From the President

It Takes a Campus

Here's one definition of a university: the sum of many leaps of faith.

UW President Richard L. McCormick

UW President Richard L. McCormick. Photo by Mary Levin.

In 1895, a quite astonishing leap of faith brought the young University of Washington out of "downtown" Seattle, where cows were intruding on the original campus, onto a huge tract of wilderness in the far suburbs—our present Seattle campus. One of my earliest and most pleasant duties as UW president was helping celebrate the 100th anniversary of that move. From a single building in the woods, Denny Hall, the campus has grown into a beautiful complex of structures and open spaces, shaping itself around new programs, new students, new societal goals.

Three years ago, UW Tacoma opened a handsome urban campus that has helped revitalize a once-declining portion of that city. And now, another opening, another show: this month we dedicate the leafy new permanent campus of UW Bothell, co-located with Cascadia Community College on the former site of the Truly Farm.

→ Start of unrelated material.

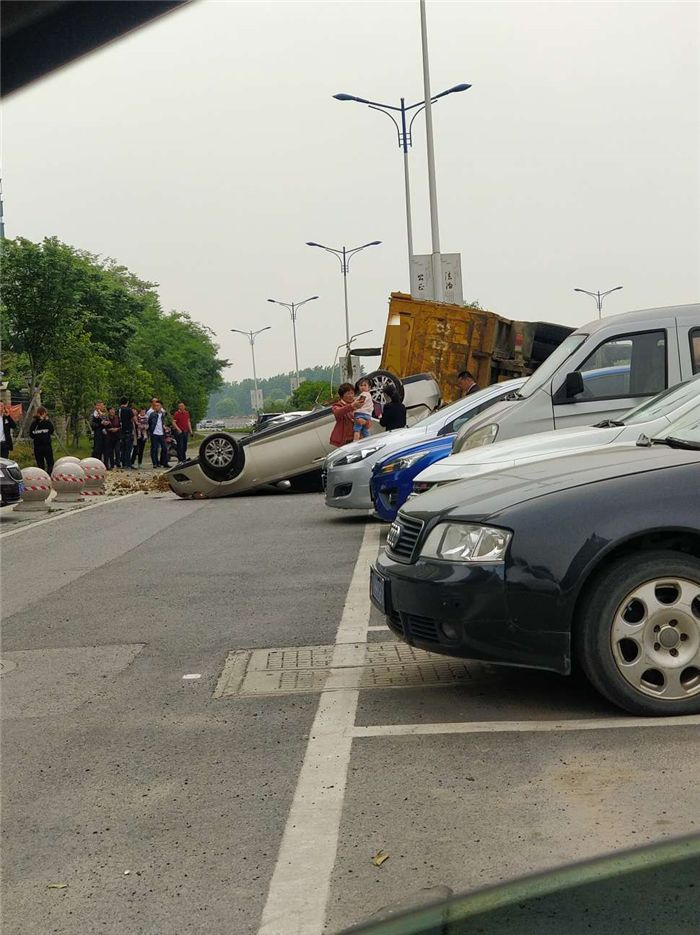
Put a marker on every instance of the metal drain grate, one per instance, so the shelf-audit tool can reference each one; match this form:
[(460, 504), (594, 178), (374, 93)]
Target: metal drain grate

But do we really need these campuses? Given the explosion of educational technology, with instant online access to instruction and information, is a college campus now merely an anachronism? Will we one day marvel at its expensive grandeur, the way we now tour empty castles and villas?

I don't think so. Oxford University, after all, has watched castles come and go, and has kept right on filling its ancient buildings with new students. As long as we are social beings, and as long as we find meaning in our physical surroundings, I think the college campus will remain central to higher education. Certain kinds and phases of education may happen better elsewhere. But the campus will endure, a place where students and scholars come together to energize, inspire, and change one another, and where the shaped environment both nurtures and symbolizes learning.

Two hours last June reinforced my convictions about all this. In our annual Recognition Ceremony, a couple of days before commencement, the UW paid tribute to some of its most distinguished teachers, staff, alumni, and students. I was deeply impressed, as always, by the achievements and the range of these individuals. I was also struck by how many of them, in receiving their awards, spoke of their feeling for this place and for the work and people it brings together.

The last three recipients spanned more than 50 years of education on this campus. UW alumnus and Regent William H. Gates, '49, '50, whose legal career and civic contributions to this region are monumental, received the Recognition Award. In a moving response, he remembered the UW class "in which I became a thinking person"—a 1943 psychology class, taught by a man named Wilson. Next came the young recipient of the President's Medal for scholarship, a graduating biochemistry and math student (and decathlon competitor) named Mike Macpherson, '00. He aimed some affectionate jibes at Professor Tom Daniel, in whose lab Mike had done ambitious research and who was in the audience to cheer him on. And the last award, the Alumna Summa Laude Dignata, went to Rita Colwell, '61, who still remembers her first, magical sighting of Mount Rainier from the steps of Parrington Hall. In 1961 she became the first woman to earn a UW Ph.D. in oceanography, and she is now the first woman to head the National Science Foundation. Her graduate mentor, Professor Emeritus John Liston, was also in the audience and rose to acknowledge her tribute.

For these three graduates, it seemed clear, the richness of their educational experience was tied to particularities of time and place and, above all, people. Could a "virtual" university duplicate that richness? I'm a big fan of educational technology, but I don't think so. It takes a campus, to paraphrase the familiar adage about raising children.

So three cheers for the new Bothell campus and for the public officials and UW planners who made that leap of faith. UWB will now have a strong physical identity to match the strength of its faculty and the ambitions of its programs. Years from now, its eminent alumni will be telling stories as inspiring as those I heard in June.